Washington : In the aftermath of the elementary school massacre in Uvalde, Texas, schools around the U.S. have brought in additional security staff and restricted visitors as they deal with a new rash of copycat threats.

For some families and educators it all has added to uneasiness in the wake of the deadliest school shooting since the 2012 attack at Sandy Hook Elementary School. Jake Green, 34, of Los Alamos, New Mexico, was jolted when he saw a plainclothes police officer for the first time while walking his 7-year-old daughter into school Friday morning. He grew up in Colorado, not far from where two Columbine High School students shot and killed 12 classmates and a teacher in 1999. Green remembers attending memorials and candlelight vigils as a fifth-grader, but he’s torn about whether having police at his daughter’s school is best. In a way, I don’t really feel any safer with police around, Green said. Seeing the police there, it really made it seem like the worst possibility was even more possible today.

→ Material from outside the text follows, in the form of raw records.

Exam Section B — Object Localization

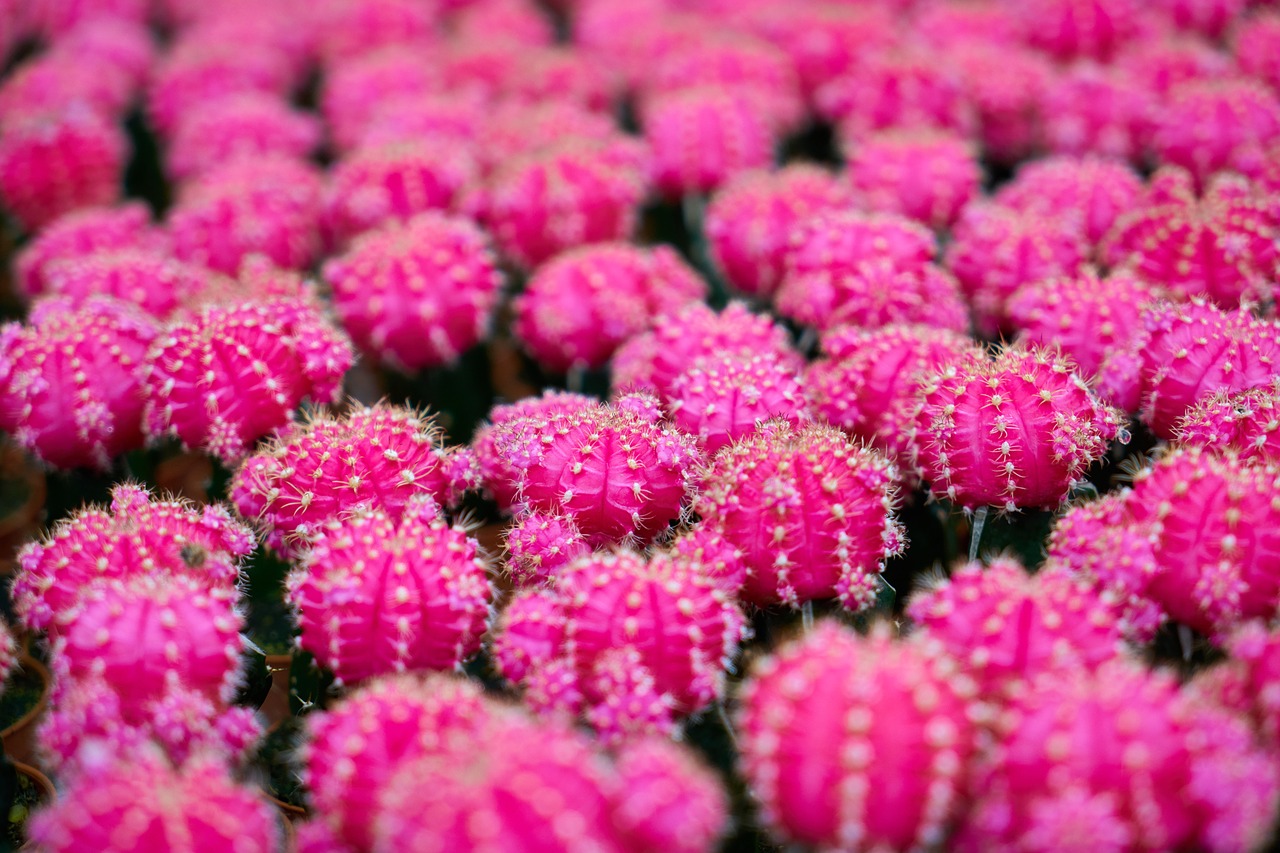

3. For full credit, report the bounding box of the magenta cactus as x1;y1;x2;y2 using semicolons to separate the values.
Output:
27;748;283;853
1103;168;1277;308
1125;445;1280;636
695;421;904;609
0;295;158;471
1006;270;1163;385
0;107;127;231
945;203;1089;338
322;211;502;372
1038;63;1152;165
1236;12;1280;95
1151;79;1280;186
611;737;729;853
231;403;468;557
45;18;156;93
463;136;649;269
0;52;135;124
449;0;554;44
1010;0;1146;62
14;202;162;299
147;38;294;137
775;211;971;335
491;400;700;544
497;46;618;114
311;0;437;65
946;42;1054;165
513;242;705;374
1116;34;1237;100
995;156;1146;251
41;249;230;320
1201;620;1280;745
321;47;443;152
1157;0;1246;38
738;622;980;852
642;88;775;199
807;324;979;468
503;510;589;587
816;49;976;143
1177;379;1280;461
845;129;981;230
475;99;618;173
491;589;566;686
166;92;322;184
667;353;808;454
13;482;252;634
611;301;800;402
957;659;1280;853
911;345;1125;510
668;524;748;596
742;4;898;100
287;496;491;684
704;165;853;299
356;91;485;154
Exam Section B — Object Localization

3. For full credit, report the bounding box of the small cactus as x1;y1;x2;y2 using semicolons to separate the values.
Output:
845;129;981;230
1151;79;1280;186
995;156;1145;250
166;92;322;184
503;510;589;587
1038;64;1150;165
1177;379;1280;461
43;249;231;320
611;737;729;853
1010;0;1146;62
642;88;775;198
668;352;809;455
14;202;162;298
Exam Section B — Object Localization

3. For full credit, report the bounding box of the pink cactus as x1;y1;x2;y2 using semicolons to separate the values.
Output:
449;0;555;45
1156;0;1247;38
143;297;353;464
14;203;162;299
463;136;649;269
167;156;324;274
695;421;904;609
231;403;467;557
512;243;705;374
491;400;700;544
742;4;898;100
911;345;1125;510
287;497;490;684
323;212;502;372
147;38;294;137
47;18;156;93
776;211;971;334
611;301;800;402
470;390;597;510
0;296;158;471
611;737;729;853
668;353;809;454
1151;79;1280;186
807;324;979;468
738;622;979;852
947;42;1055;165
1007;271;1163;383
0;53;134;123
491;589;566;685
321;47;444;152
311;0;438;65
22;0;150;38
1236;13;1280;95
1202;621;1280;745
1038;62;1152;164
497;46;618;114
13;483;252;633
504;510;589;587
1009;0;1146;61
303;674;495;850
475;100;618;173
42;249;230;320
996;156;1145;252
909;557;1124;693
0;107;127;232
642;88;775;199
1125;445;1280;635
817;49;976;143
1102;169;1278;308
1128;299;1280;439
166;93;322;184
957;659;1280;853
27;748;282;853
912;1;1020;48
1116;35;1237;101
668;524;748;598
945;203;1089;338
1177;379;1280;461
845;129;981;230
356;91;486;154
704;165;854;299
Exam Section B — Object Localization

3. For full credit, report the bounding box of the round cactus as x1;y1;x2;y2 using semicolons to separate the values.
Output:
0;51;135;123
807;324;980;468
908;558;1125;694
147;37;294;137
845;129;981;231
1124;445;1280;636
1038;63;1152;165
450;0;556;46
642;88;776;199
1157;0;1247;38
311;0;436;65
611;301;800;402
947;41;1054;165
911;346;1125;511
704;165;853;299
13;482;252;634
817;49;976;143
668;352;809;454
166;92;322;184
0;107;128;231
995;156;1145;252
495;46;619;113
1151;79;1280;186
957;659;1280;853
503;510;589;587
320;46;444;152
1201;620;1280;745
357;90;486;154
42;249;230;320
463;136;649;269
231;403;467;558
1236;12;1280;96
14;202;162;299
1116;34;1236;100
475;99;618;173
143;297;353;463
0;295;159;471
323;211;503;372
667;523;748;596
611;736;729;853
491;588;566;686
513;243;705;374
775;211;970;335
695;421;905;609
1010;0;1146;62
27;748;282;853
1177;379;1280;461
741;4;898;100
1006;270;1163;384
945;203;1089;339
738;622;980;852
491;400;701;544
287;497;491;684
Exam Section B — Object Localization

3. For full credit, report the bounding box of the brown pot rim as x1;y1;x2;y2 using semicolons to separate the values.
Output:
267;792;308;818
1;655;51;741
12;759;55;802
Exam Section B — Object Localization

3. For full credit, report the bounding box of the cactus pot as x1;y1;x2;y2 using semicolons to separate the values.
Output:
1;656;51;767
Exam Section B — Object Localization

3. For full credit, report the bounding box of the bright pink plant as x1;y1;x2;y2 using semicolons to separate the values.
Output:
1115;35;1237;100
946;42;1055;164
611;737;729;853
995;156;1145;251
41;250;229;319
911;345;1125;510
323;212;502;372
311;0;438;65
817;49;976;143
47;18;156;93
449;0;555;45
147;38;294;136
166;93;322;184
741;4;898;100
0;621;16;686
845;129;981;230
0;53;134;122
14;203;163;299
475;100;618;173
1009;0;1146;62
1151;79;1280;186
738;623;979;852
1236;13;1280;95
642;88;775;198
356;91;486;154
1177;379;1280;461
0;296;158;471
497;46;618;113
1199;620;1280;745
321;47;443;152
504;510;589;587
695;421;904;609
1038;63;1152;164
668;352;809;454
513;243;704;374
1156;0;1247;38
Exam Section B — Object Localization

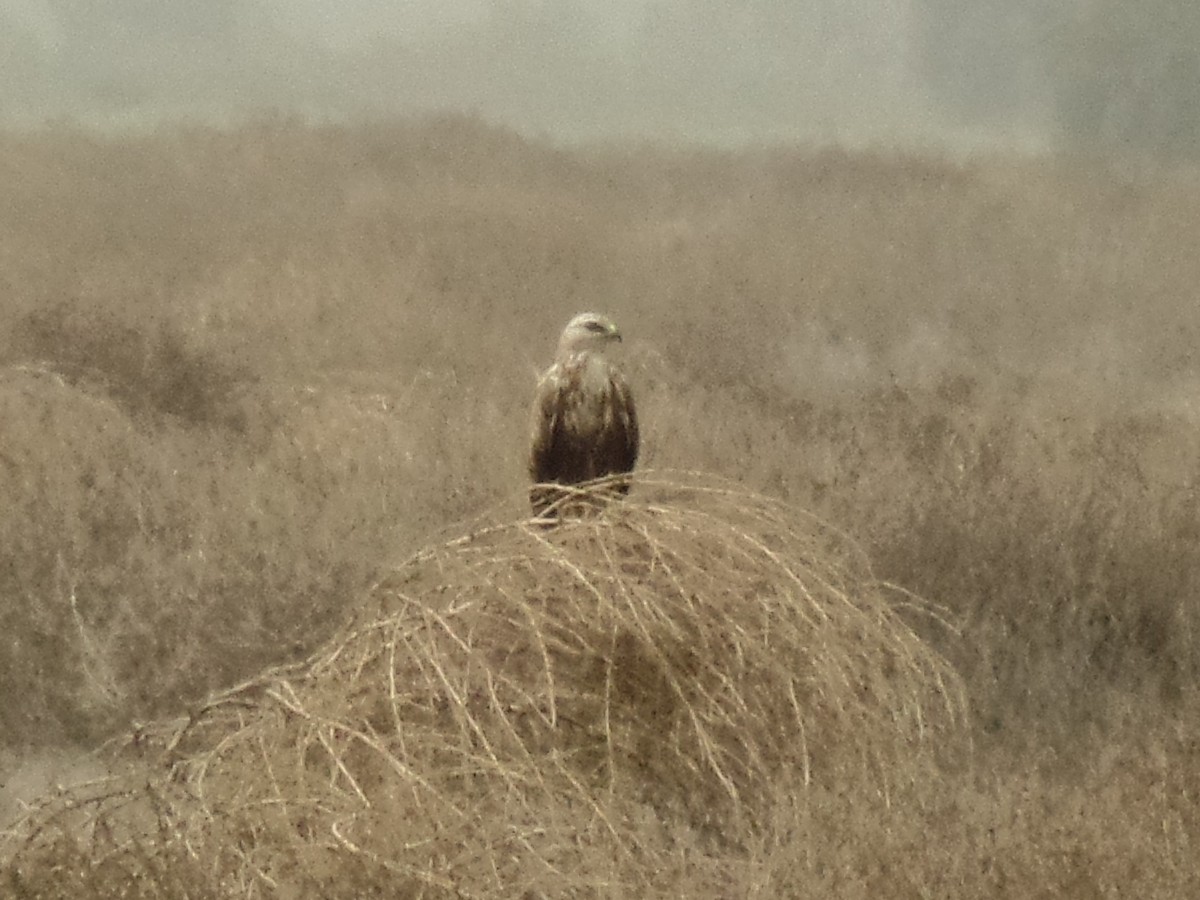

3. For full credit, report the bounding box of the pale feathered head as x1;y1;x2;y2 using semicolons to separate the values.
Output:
556;312;623;358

In El Paso, Texas, where a gunman killed 23 people in a racist 2019 attack that targeted Hispanics at a Walmart, schools are on edge. The El Paso Independent School District has already encountered some reported threats that turned out to be false. They were either students joking or overly-sensitive parents, said Gustavo Reveles Acosta, a district spokesperson. Our community is still raw from that incident, Acosta said. It hits us in a pretty emotional way. The district, which has its own police department, has also stepped up patrolling at all 85 campuses. Officers have been pulled from monitoring traffic or other duties. Schools already have updated camera surveillance systems. Visitors are required to ring a doorbell and show identification before they can enter. The district is making a point to look out for teachers’ and students’ mental health. A counseling team has been visiting every school to speak about the shooting in Uvalde. They are also urging people to talk in private about any distress. Mia Baucom, a 15-year-old student at a Forth Worth, Texas, high school said it was surreal to think the Uvalde killings happened in her home state. It also stirred memories of a lockdown at her school two months ago that was prompted by a shooting.